A voice broke her continuous thoughts, a voice so familiar that a shiver ran down Emily's spine and she instantly regretted turning up unannounced. She twisted around, needing to see her face to truly believe she was there. There was no denying it; wet but most definitely blonde hair, perfectly blue eyes and a towel wrapped around her body.

'Emily?'

It wasn't a surprise that Naomi didn't know it was her until she'd turned to face her. Her usually bright red hair had turned drab and dark when she'd run out of money to dye it. She'd told Gina, when questioned, that she'd wanted a change. The two girls shared eye contact, breathing in the same air for the first time in nearly a year.

'Fuck off I'm busy,' Emily responded, turning back to the garden without much more thought.

She heard the back door close, turned to find the spot, where Naomi was stood, empty. It occurred to her that maybe she'd won. Not that it was a game. But she knew the score. If you saw your ex-partner, you can't be the one to walk away first. A smile crept onto her face whilst the garden became a little tidier.

*

'Fucking explain what you're doing here,' Naomi's voice again from the doorway. Emily ignored her, just pulled the hosepipe up and started watering the garden. The lack of rain over the weekend told her the flowers needed some attention and no matter how nice it was to hear Naomi's voice, she didn't fancy transferring her attention, or anger, to her ex-girlfriend. 'Emily, don't fucking ignore me. This is my fucking house, what the fuck are you doing letting yourself in and turning off my radio?'

Turning off her radio? The lack of irony in her arrival left her with a bitter taste. 'I'm tidying up ready for planting summer flowers,' she told her, with a hint of knowing more than Naomi in her voice.
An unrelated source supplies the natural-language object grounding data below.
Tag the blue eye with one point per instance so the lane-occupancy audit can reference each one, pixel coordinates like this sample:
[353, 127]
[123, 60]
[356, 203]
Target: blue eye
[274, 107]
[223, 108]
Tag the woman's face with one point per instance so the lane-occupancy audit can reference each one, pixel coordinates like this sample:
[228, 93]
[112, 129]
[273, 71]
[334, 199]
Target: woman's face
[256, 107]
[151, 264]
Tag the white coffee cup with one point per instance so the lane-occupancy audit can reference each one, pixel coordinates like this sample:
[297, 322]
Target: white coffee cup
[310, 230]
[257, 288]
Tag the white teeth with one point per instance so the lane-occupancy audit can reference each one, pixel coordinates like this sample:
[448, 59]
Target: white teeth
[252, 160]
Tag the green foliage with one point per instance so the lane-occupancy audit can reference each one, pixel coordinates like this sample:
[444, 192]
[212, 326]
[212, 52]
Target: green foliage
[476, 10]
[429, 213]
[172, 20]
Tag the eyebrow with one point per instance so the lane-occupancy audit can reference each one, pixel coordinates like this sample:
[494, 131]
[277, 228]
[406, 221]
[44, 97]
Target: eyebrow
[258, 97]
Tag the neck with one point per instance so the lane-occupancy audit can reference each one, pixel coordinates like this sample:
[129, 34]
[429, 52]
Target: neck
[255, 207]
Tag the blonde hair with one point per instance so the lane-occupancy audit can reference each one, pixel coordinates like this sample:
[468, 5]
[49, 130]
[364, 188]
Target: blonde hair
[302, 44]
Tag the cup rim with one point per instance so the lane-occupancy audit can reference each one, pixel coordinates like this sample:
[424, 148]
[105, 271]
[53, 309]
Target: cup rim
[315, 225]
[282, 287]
'I could have guessed that, but what are you doing here? This is my house.'

Emily rolled her eyes, not stopping what she was doing. 'I know, I didn't realise you were going to be here since you haven't been home in months.'

'How the fuck do you know that?'

'I,' Emily stopped, lowered onto a small brick wall she'd spent a weekend working on with Gina. The cement had dried out too quickly on the first day so they'd ended up with not enough. It took twice as much as the man at the shop said they needed and even then it came out a little odd shaped. But it was individual, unique and there was nothing Gina liked more. 'I'm just helping out, alright?'

'No, it's not alright. You shouldn't be here.'

'And what makes you have any more right than me?'

'It's my fucking house.'

'That I've been in more times in the last year than you have.'

'What the fuck, Emily, just fuck off.'

'Fine,' Emily raised an eyebrow, showing Naomi that she was only leaving under protest and no matter what she thought, she may have won the game, but she hadn't won the battle. 'Tell Gina I stopped by.'

'Probably won't, but whatever,' Naomi called after her as she wiped her feet on the mat by the door and closed the garden gate behind her.

By the time she'd walked back across town it was almost time for her computer class. She dug around in her bag for any loose change she'd not taken with her the day before and bought herself a packet of crisps and a bar of Dairy Milk. It wasn't a meal, but she couldn't afford anything more. A traitor to her father's constant health food lessons, she made the rest of the journey across town with her barely filled stomach and an ex-girlfriend on her mind.